Secondary Index in Teradata provides an alternate path to retrieve the data. It is used only for data retrieval and it has nothing to do with data distribution. For data distribution, Teradata use PRIMARY INDEX. So why do we need Secondary Index , when Primary Index is available for Data Storage as well as Data Retrieval ? There may be some situations when the query may not be using Primary Index column for data retrieval. In such cases, data retrieval will be very slow. In such situations we can create Secondary Index on such columns which are not part of PRIMARY Index however are used very often in JOIN conditions or other conditions for data retrieval.

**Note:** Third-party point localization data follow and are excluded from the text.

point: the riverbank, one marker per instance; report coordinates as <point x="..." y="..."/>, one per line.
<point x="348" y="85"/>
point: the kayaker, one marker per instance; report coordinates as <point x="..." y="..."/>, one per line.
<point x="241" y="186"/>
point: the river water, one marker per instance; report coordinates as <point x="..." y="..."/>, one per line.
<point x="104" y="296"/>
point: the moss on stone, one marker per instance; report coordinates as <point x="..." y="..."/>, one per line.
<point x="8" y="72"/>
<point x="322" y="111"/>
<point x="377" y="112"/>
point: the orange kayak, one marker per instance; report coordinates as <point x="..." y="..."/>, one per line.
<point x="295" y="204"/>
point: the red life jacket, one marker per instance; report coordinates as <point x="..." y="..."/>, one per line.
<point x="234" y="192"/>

Like PRIMARY INDEX, we have two types of SECONDARY Index too:
Unique Secondary Index
CREATE UNIQUE INDEX [COLUMN_NAME] ON TABLENAME;
Non-Unique Secondary Index
CREATE INDEX [COLUMN_NAME] ON TABLENAME;
Creating SECONDARY INDEX may help in performance optimisation however it also comes at some cost in terms of resources. Whenever a SECONDARY index is created on table , a subtable is created on all the AMPs which hold following information:
SECONDARY INDEX VALUE || SECONDARY INDEX ROW_ID || PRIMARY INDEX ROW_ID
So whenever we query using column defined as SECONDARY INDEX, all AMP's are asked to check for their sub-table if they hold that value. If yes, then AMPs retrieve the corresponding PRIMARY INDEX row_id from their subtable. Then the AMP holding the PRIMARY INDEX row_id is asked to retrieve respective records. Hence, Data Retrieval via Secondary Index is always 2 AMP or more AMP operation. For NUSI [Non Unique Secondary Index] subtable is created in the same AMP holding the PRIMARY row_id. However for USI[Unique Secondary Index], subtables hold the information about rows of different AMPs. Secondary Index avoids FULL TABLE scan. However one should collect STATS on Secondary Index columns in order to allow Optimizer to use Secondary Index and not Full Table Scan.
Advantages of Secondary Index
- Avoids FULL Table Scan by providing alternate data retrieval path.
- Enhances performances.
- Can be dropped and created anytime.
- A table may have multiple Secondary Index defined where as only one Primary Index is permissible.
Disadvantages of Secondary Index
- Needs extra storage space for SUBTABLE.
- Needs extra I/O to maintain SUBTABLE.
- Collect STATS is required in order to avoid FULL TABLE SCAN.
Drop Secondary Index
DROP INDEX [COLUMN_NAME] ON TABLENAME;